Also destroyed by meteors in the Hallmark film Supernova, which was released in 2005. 
Featured as the Angel Grove Observatory in 1995's Mighty Morphin Power Rangers: The Movie.

Burj Khalifa (Dubai 2010) 

Location of a part of the movie Mission: Impossible – Ghost Protocol. In the movie, Tom Cruise's character, Ethan Hunt, climbs 11 stories up on the outside in order to access the building's server. 
In Independence Day: Resurgence, the Burj Khalifa was seen where it - along with many other structures - is being thrown into London by the aliens using their mother ship's anti-gravity pull.

Woolworth Building (New York City 1913) 

The Woolworth Building was one of the buildings near the mysterious explosion and the first structure to be destroyed by the creature in the 2008 film Cloverfield. The main characters were among the dozens of people present when it collapsed.
It also appears near the latter part of the 2007 Disney movie Enchanted where the main protagonists attending a costume ball at the building's summit meet the wicked queen of Andalasia and figure in a duel leading them outside to the roof of the building. The Neo-Gothic details of the Woolworth Building's spire (designed by Architect Cass Gilbert) are discernible despite the night-time duel scene between the dragon-morphed evil queen and the protagonists. 
In Baz Luhrmann's film adaptation of The Great Gatsby (2013), Nick Carraway works in the building as a stock broker for Chase. In an opening scene, a spectacular tilt down from the top of the building is shown.

Willis Tower (Chicago 1973) 

Appears in  Ferris Bueller's Day Off (1986), I, Robot (2004) (in the year 2035 with new triangular antennas), The Dark Knight (2008), Transformers: Dark of the Moon (2011), Man of Steel (2013), Divergent (2014), Jupiter Ascending (2015), and Rampage (2018).

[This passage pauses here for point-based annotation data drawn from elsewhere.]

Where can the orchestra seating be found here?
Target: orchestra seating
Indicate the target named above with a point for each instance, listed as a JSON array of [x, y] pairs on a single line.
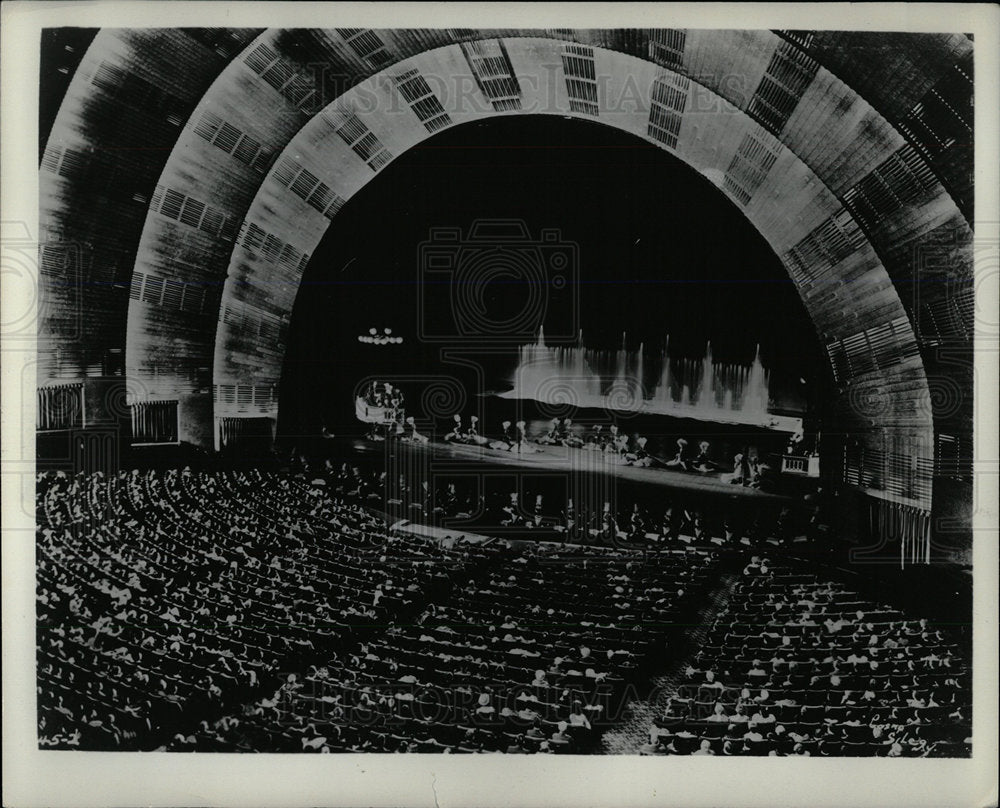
[[798, 664], [236, 610], [534, 656], [163, 595]]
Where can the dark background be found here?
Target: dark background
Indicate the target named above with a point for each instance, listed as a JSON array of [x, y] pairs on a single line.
[[660, 250]]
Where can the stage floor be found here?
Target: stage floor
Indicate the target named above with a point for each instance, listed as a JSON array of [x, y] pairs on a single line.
[[570, 461]]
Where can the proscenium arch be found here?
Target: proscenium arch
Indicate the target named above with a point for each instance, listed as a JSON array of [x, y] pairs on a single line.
[[834, 131], [709, 143]]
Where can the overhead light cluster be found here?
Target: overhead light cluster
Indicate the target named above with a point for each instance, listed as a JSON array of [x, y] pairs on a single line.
[[385, 338]]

One Canada Square (London 1991) 

Appears in G:MT - Greenwich Mean Time (1999) where it is referenced by its popular name, Canary Wharf. 
It frequently appears in 28 Weeks Later (2007) where the tower and the Docklands area around it are one of the main settings for the post-apocalyptic horror-thriller. 
From the same year, it also featured in Harry Potter and the Order of the Phoenix, where Harry and some members of the Order of the Phoenix pass next to One Canada Square as they head to Grimmauld Place near the beginning of the movie on their broomsticks. 
In Mission: Impossible Ghost Protocol (2011) featuring One Canada Square as the building where the IMF is located. Various shots of One Canada Square was featured including shots of Ethan Hunt climbing on the outside of the building.

Fictional skyscrapers
This is a list of named fictional skyscrapers that have a noticeable role in films (including notable science-fiction and fantasy), sorted by chronological filming order. In some cases, an actual building stands for the fictional one; in others, they are created using elaborate miniature models.

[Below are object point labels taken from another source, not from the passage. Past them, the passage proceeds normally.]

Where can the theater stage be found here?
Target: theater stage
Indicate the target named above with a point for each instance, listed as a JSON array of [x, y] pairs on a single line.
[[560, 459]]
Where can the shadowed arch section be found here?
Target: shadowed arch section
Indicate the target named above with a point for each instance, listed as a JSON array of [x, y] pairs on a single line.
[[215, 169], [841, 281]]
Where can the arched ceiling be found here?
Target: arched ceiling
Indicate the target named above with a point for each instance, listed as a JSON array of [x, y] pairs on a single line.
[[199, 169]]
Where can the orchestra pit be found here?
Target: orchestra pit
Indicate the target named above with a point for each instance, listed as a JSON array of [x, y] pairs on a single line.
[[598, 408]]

New Tower of Babel (Metropolis) 

Chief among the gothic skyscrapers of Fritz Lang's Metropolis (1927). The cityscape of Metropolis was inspired from Lang's trip to Manhattan and was, in turn, an inspiration for several dystopian science-fiction films including Blade Runner and Dark City.

Seacoast National Bank Building (New York City) 

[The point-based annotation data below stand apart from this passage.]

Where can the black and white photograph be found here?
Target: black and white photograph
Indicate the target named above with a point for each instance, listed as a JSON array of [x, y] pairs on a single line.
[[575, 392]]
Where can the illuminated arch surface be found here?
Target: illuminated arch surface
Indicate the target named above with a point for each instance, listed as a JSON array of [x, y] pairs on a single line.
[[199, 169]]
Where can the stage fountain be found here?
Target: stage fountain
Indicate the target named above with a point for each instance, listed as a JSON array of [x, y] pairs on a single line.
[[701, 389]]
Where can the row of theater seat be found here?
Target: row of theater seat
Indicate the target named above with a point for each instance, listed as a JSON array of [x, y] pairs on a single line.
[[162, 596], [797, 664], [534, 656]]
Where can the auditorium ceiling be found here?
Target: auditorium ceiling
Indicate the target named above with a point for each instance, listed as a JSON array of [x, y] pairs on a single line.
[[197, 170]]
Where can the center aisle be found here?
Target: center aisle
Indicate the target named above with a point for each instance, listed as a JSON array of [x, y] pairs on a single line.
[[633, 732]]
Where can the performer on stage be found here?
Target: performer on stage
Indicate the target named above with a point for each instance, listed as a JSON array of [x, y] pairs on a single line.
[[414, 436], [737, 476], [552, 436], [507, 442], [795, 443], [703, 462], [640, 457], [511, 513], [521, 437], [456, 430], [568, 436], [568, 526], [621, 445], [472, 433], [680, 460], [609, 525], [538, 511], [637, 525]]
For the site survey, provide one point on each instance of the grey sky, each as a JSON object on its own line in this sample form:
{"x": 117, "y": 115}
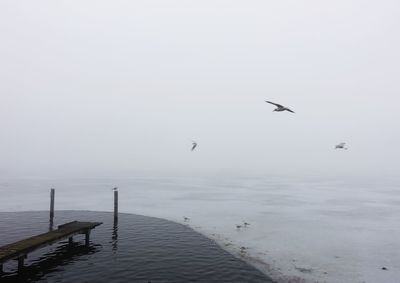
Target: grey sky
{"x": 112, "y": 88}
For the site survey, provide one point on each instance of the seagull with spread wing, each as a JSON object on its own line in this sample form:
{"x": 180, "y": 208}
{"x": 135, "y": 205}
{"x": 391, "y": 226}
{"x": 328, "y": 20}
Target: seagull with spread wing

This 100-story, Empire State Building-inspired tower is the center of a power struggle in Skyscraper Souls (1932), as ruthless banker David Dwight attempts to gain full control of the skyscraper.

Wynand Building (New York City) 

The creation of the uncompromising, objectivist architect Howard Roark, it features in the film adaptation of Ayn Rand's The Fountainhead (1949). The world's tallest, it is the culmination of Roark's ambition, "the will of man made visible."

Glass Tower (and Peerless Building) (San Francisco) 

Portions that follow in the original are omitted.